Articles

CIA Destroyed 92 Interogation Videotapes

In Crime, legal issues/law/courts, shameful, U.S government, war on terror on March 2, 2009 by Editor Z

In 2007 it was revealed that two videotapes had been destroyed after requests were made for them in a federal court during the trail of suspected 9/11 conspirator Zachrius Mossoui as well as the 9/11 Commission. In 2003 and 2005 government officials denied that such tapes existed in the trial of Zachrius Moussoui. The tapes were allegedly destroyed in 2005. The Justification for this was that the disclosure of the tape, that shows U.S Intelligence officials interrogating Al-Queda suspects would jeopardize the two Intel officials in charge and subject them to legal penalties.

There has been an investigation into the matter, but today it was revealed that the volume of tapes destroyed is far greater then initially thought. Rather then two videotapes, it is said now that 92 were destroyed.

WASHINGTON (AP) – New documents show the CIA destroyed nearly 100 tapes of terror interrogations, far more than has previously been acknowledged.

The revelation Monday comes as a criminal prosecutor is wrapping up his investigation in the matter.

The acknowledgment of dozens of destroyed tapes came in a letter filed by government lawyers in New York, where the American Civil Liberties Union has filed a lawsuit seeking more details of the Bush administration’s terror interrogation programs following the Sept. 11, 2001 terror attacks.

“The CIA can now identify the number of videotapes that were destroyed,” said the letter by Acting U.S. Attorney Lev Dassin. “Ninety two videotapes were destroyed.”

ACLU attorney Amrit Singh said the CIA should be held in contempt of court for holding back the information for so long.

“The large number of videotapes destroyed confirms that the agency engaged in a systematic attempt to hide evidence of its illegal interrogations and to evade the court’s order,” Singh said in a statement.

Its shocking that this story hasn’t yet received more attention. After all if this is true, the CIA could face and perhaps the government could face charges of obstruction of Justice.
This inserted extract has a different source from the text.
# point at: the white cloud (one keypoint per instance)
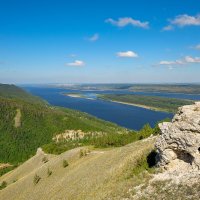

A criminal offense that involves interference, through words or actions, with the proper operations of a court or officers of the court.

The integrity of the judicial system depends on the participants’ acting honestly and without fear of reprisals. Threatening a judge, trying to bribe a witness, or encouraging the destruction of evidence are examples of obstruction of justice. Federal and state laws make it a crime to obstruct justice.

If any ordinary any person was to do this they would at least face the risk of civil or criminal charges. Why should it be different for the government. These laws are designed to protect the integrity and strength of our great judicial system and our government at large. If these laws are violated these government officials are impeding the wheels of justice and imperiling our system that is not composed of the motto “the ends justify the means”, but that we are a people, whose government is made of laws. But it looks that many at least in the past administration and maybe remaining encrusted in the government and its agencies disagree. If the letter of the law is worth the value of our flag, the sacrifices that have been made to sustain it, the vision of those who fought to establish a free and independent America, or even equal to the value of the paper it is written on, action has to be taken. The idea that laws are for the little people to follow has to be rectified.